New head coach hopes to restore toughness to Mustangs
When Ted Castel was a standout heavyweight for the Portage Area High School wrestling program back in the early 1990s, the Mustangs were known for their grit, determination and fight.
Castel, 46, who spent the last three seasons as Portage’s head junior high wrestling coach, was recently promoted to the position of varsity head coach.
He hopes to restore that drive in the program this upcoming winter, if COVID-19 pandemic restrictions allow for a 2020-21 season to be held.
“Portage hasn’t been known for wrestling for a while,” said Castel, who was a District 6 Class AA runner-up at heavyweight for the Mustangs as a senior back in 1992, when the program was under the direction of head coach Doug Conlon. “I’m trying to re-establish the Portage wrestling program as a bunch of tough, gritty, hard-core wrestlers who do not quit.
“I would like to get the program back to where it used to be when I wrestled under Coach Conlon,” Castel added. “Wherever we (wrestled), we might lose, but at the end of the night, (opponents) knew that they were in a battle.”
Castel, who is employed as a wastewater/water treatment plant supervisor at the Federal Correctional Institution at Loretto, said that his background as Portage’s junior high wrestling coach over the past three seasons has enabled him to become familiar with the program’s current varsity wrestlers.
“I’ve already coached a lot of these kids at the junior high level,” Castel said. “They know me, they understand me, they know what I expect of them. I know their (wrestling) styles, and I know their strengths. I can relate to them when I am coaching them.”
A solid work ethic will be a big part of what Castel will bring to the table as a varsity coach for the wrestlers under his charge.

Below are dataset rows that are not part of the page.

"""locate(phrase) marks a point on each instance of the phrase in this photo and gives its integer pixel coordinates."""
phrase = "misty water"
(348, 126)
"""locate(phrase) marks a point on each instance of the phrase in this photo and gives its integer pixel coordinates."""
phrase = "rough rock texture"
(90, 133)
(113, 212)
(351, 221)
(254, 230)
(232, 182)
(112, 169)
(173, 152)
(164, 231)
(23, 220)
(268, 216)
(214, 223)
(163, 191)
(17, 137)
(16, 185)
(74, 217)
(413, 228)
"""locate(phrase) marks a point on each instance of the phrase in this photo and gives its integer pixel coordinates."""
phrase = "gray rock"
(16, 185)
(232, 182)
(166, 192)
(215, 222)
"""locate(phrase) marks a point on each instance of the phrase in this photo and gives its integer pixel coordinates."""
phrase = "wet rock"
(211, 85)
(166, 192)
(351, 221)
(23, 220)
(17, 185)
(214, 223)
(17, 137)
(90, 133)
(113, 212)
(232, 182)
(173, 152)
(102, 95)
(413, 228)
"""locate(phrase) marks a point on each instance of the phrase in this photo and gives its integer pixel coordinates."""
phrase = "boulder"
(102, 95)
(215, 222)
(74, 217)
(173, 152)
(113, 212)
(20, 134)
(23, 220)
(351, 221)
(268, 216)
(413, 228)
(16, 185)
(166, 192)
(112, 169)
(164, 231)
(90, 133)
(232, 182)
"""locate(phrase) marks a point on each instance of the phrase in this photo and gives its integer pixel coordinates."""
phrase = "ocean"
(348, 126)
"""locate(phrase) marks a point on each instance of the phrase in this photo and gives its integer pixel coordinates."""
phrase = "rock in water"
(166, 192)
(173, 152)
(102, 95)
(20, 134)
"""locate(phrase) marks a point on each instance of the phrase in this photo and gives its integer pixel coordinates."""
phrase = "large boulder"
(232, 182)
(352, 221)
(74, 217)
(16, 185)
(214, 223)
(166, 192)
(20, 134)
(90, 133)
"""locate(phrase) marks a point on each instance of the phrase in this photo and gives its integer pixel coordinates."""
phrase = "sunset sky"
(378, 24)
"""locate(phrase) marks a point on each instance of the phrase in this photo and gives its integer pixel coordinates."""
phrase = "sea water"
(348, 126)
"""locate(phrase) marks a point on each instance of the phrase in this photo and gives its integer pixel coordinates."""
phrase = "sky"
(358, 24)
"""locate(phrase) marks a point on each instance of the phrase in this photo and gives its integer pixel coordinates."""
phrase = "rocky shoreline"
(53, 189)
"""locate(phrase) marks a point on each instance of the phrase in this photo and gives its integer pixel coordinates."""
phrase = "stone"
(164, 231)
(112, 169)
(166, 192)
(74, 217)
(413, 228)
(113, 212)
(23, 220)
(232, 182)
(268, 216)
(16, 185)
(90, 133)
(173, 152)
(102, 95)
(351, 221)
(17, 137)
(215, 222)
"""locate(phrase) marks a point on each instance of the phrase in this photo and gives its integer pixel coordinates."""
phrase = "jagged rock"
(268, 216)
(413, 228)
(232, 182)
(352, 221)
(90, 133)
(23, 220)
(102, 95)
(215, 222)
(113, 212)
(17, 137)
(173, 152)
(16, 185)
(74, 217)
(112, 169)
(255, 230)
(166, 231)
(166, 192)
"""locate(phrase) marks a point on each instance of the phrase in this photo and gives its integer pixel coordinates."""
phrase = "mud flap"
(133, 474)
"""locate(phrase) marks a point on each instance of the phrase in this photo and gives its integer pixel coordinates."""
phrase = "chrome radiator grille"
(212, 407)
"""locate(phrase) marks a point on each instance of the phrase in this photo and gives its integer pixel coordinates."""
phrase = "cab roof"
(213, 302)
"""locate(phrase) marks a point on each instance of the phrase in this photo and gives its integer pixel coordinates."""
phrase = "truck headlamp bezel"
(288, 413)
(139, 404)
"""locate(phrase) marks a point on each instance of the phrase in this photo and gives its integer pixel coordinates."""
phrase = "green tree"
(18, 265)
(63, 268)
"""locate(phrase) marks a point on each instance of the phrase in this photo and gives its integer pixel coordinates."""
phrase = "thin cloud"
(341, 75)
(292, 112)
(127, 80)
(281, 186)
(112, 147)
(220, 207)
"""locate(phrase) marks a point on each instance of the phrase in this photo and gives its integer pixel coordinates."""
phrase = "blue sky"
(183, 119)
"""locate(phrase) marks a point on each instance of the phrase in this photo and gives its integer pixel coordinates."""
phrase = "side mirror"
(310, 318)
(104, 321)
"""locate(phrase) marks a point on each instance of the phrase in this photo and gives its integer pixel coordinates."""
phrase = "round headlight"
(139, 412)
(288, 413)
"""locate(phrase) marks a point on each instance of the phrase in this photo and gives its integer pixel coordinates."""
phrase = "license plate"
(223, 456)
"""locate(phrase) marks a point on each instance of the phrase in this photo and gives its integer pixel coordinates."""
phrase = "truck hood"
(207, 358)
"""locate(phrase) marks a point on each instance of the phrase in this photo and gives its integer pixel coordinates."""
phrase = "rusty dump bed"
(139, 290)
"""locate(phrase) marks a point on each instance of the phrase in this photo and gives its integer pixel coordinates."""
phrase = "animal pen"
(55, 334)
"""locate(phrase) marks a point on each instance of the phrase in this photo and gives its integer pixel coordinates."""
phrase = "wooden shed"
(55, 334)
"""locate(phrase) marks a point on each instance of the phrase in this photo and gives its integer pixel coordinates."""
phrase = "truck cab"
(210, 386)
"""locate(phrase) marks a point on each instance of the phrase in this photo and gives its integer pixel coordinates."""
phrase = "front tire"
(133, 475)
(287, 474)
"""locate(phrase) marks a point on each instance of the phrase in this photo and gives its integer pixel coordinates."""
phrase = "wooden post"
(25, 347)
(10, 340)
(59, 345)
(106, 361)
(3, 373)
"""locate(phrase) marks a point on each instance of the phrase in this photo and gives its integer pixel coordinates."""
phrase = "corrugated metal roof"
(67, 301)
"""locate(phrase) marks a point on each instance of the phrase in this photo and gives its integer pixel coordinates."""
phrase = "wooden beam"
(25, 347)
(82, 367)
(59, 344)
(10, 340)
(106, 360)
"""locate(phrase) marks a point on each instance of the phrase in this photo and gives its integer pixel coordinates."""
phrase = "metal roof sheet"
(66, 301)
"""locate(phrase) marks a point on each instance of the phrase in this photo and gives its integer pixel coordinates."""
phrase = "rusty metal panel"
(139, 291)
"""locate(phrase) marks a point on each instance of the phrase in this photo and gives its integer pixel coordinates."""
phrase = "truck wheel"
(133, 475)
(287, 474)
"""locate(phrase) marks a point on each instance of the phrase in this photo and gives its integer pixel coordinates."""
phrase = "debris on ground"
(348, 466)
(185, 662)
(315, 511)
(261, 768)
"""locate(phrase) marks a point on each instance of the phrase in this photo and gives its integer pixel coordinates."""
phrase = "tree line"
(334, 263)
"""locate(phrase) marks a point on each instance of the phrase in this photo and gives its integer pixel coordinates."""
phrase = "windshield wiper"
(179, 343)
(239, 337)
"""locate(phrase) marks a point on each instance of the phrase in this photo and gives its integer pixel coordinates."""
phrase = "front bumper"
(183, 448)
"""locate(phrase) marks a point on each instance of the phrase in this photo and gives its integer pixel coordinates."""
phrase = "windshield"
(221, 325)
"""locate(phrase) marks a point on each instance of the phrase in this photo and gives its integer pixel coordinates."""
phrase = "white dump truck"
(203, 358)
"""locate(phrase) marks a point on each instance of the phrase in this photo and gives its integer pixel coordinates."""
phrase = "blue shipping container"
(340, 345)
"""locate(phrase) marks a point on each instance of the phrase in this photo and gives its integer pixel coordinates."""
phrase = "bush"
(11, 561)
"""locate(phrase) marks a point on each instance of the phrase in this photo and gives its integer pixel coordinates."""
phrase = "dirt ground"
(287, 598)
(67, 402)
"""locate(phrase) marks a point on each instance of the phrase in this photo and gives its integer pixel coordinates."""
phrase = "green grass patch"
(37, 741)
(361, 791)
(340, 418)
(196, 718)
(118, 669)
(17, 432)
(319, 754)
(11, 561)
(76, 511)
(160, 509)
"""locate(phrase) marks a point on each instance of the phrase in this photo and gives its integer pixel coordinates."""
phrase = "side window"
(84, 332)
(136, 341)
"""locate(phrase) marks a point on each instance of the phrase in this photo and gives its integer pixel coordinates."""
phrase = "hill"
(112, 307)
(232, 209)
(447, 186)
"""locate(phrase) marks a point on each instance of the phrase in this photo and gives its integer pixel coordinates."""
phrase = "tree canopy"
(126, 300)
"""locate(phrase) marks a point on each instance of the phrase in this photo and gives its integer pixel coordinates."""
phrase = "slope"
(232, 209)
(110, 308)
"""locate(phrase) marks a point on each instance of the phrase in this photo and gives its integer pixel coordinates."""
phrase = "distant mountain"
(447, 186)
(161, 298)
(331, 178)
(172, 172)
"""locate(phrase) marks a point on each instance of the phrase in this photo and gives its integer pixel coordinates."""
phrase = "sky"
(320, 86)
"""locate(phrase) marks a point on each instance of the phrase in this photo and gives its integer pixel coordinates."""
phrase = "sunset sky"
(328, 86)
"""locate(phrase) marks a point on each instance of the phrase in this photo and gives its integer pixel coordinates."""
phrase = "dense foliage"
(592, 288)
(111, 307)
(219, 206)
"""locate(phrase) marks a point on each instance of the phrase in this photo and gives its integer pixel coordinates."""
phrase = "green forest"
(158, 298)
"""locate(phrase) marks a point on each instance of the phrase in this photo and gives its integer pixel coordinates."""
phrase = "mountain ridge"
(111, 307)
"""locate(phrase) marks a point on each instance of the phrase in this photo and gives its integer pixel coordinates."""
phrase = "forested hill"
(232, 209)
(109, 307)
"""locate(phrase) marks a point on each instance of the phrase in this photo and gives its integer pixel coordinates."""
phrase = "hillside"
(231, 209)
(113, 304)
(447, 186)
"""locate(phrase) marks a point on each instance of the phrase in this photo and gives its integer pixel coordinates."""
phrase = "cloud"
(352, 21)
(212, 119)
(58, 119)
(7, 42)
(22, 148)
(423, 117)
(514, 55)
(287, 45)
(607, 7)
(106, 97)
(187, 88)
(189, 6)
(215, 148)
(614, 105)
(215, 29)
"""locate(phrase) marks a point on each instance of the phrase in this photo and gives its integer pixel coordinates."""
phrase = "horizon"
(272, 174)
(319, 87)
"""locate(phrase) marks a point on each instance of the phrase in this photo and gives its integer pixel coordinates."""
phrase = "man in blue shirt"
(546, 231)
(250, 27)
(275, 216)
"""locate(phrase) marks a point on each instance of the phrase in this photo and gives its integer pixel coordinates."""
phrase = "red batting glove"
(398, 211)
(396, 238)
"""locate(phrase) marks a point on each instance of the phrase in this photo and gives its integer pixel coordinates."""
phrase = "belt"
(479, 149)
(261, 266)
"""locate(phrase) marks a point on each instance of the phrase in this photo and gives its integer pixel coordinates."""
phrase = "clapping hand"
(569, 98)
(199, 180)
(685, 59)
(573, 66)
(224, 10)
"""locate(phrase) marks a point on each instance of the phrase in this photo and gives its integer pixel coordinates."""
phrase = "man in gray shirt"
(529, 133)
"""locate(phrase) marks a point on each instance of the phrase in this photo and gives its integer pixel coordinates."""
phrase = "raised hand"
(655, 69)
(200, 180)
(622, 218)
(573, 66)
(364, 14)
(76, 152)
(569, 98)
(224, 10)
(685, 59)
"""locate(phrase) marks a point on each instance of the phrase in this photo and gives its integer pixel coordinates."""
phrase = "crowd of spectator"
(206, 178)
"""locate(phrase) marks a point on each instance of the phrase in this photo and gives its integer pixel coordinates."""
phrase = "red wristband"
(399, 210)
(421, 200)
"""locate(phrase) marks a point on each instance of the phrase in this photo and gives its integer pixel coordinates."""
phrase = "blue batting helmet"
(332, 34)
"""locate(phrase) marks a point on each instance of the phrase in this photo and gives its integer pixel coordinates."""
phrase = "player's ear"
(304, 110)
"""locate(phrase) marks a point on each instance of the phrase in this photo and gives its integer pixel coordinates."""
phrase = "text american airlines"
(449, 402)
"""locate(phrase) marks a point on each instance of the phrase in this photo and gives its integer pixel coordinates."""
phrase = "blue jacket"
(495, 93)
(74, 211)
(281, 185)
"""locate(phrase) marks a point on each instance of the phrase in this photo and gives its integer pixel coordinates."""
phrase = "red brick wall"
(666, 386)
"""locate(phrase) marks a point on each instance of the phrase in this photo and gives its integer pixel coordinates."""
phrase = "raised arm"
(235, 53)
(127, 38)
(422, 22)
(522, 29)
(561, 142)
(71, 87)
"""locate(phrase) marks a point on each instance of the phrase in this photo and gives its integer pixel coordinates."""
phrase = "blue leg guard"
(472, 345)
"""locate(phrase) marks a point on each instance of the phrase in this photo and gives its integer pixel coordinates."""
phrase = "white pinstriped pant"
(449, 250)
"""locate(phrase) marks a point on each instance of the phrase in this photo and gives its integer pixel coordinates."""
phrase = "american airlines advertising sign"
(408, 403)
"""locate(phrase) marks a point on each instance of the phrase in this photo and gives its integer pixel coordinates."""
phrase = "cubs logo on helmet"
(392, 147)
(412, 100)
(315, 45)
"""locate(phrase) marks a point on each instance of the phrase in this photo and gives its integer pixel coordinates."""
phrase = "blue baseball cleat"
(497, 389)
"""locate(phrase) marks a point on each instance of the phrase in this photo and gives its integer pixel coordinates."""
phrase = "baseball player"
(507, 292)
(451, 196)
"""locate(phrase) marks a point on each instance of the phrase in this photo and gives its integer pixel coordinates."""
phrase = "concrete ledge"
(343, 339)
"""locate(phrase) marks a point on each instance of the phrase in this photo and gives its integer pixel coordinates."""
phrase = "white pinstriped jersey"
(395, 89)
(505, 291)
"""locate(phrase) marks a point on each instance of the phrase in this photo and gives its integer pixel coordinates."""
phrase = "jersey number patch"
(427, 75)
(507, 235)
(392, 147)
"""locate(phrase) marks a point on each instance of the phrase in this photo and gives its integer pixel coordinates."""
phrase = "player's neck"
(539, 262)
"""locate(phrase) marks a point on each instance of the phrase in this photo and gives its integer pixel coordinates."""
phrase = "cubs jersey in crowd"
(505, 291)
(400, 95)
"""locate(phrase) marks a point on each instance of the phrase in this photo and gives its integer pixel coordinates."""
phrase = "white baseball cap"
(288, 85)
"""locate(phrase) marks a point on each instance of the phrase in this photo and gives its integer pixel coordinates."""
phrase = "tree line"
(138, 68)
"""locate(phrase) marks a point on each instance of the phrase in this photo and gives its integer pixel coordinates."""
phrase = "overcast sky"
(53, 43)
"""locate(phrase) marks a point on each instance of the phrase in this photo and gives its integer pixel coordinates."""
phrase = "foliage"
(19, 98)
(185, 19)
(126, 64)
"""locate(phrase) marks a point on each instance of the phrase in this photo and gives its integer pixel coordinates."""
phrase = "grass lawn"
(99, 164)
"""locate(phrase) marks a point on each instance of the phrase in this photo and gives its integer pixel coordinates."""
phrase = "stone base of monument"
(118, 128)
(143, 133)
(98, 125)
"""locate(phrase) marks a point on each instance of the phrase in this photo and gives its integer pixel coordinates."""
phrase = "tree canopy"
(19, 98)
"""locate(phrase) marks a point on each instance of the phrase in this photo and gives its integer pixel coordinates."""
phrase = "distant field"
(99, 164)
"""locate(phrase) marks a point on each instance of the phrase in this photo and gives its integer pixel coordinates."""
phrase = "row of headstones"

“They know that I’m going to push them to their limit – probably past their limit sometimes – but that’s wrestling,” Castel said. “I have that philosophy that hard work pays off. Even though a wrestling match is only three periods, I train my guys to wrestle for four periods. (The emphasis is on) high-tempo (wrestling) and good hand-fighting, which creates opportunities, because opportunities are what scores points.”
Portage athletic director Jeremy Burkett appreciates Castel’s nose-to-the grindstone mentality. Prior to taking the Portage junior high coaching job, Castel had served as Central Cambria’s junior high coach for six seasons.
“Teddy has been our junior high coach for the last threeyears,” Burkett said. “He’s a Portage guy. He wrestled in high school under Doug Conlon, who did a lot of good things for our program. Ted was at Central Cambria for a while. He came back (to Portage), and he brought a little bit of that Portage pride back to the program, so whenever we had a vacancy on the varsity level, it made sense to elevate Ted, and to name him as the head coach.
“(Wrestling) is more than (just) a show up and play type of sport,” Burkett said. “You have to be very disciplined in wrestling, because it’s a lifestyle. I know that from watching Ted coach the last few years at the junior high level, he had a disciplined program. He expects his kids to work, but at the same time, he cares for them.”
Castel has high hopes for the Portage program, which returns a half-dozen letterwinners.
“I’m very excited about taking over the program,” Castel said. “There’s a lot of potential there. We have some really, really good kids with great heart and a good work ethic. I’m expecting a lot from a couple of them. I’m expecting a couple of them to make some noise this year – hopefully, become district placewinners, and if they work hard enough, push through regionals and make it to (the state tournament) at Hershey.”
Burkett believes that Castel is certainly the right coach to help those promising Portage wrestlers achieve their potential.
“I know that he’s real excited, and he wants to get things going,” Burkett said of Castel. “We’re happy to have him leading our program.”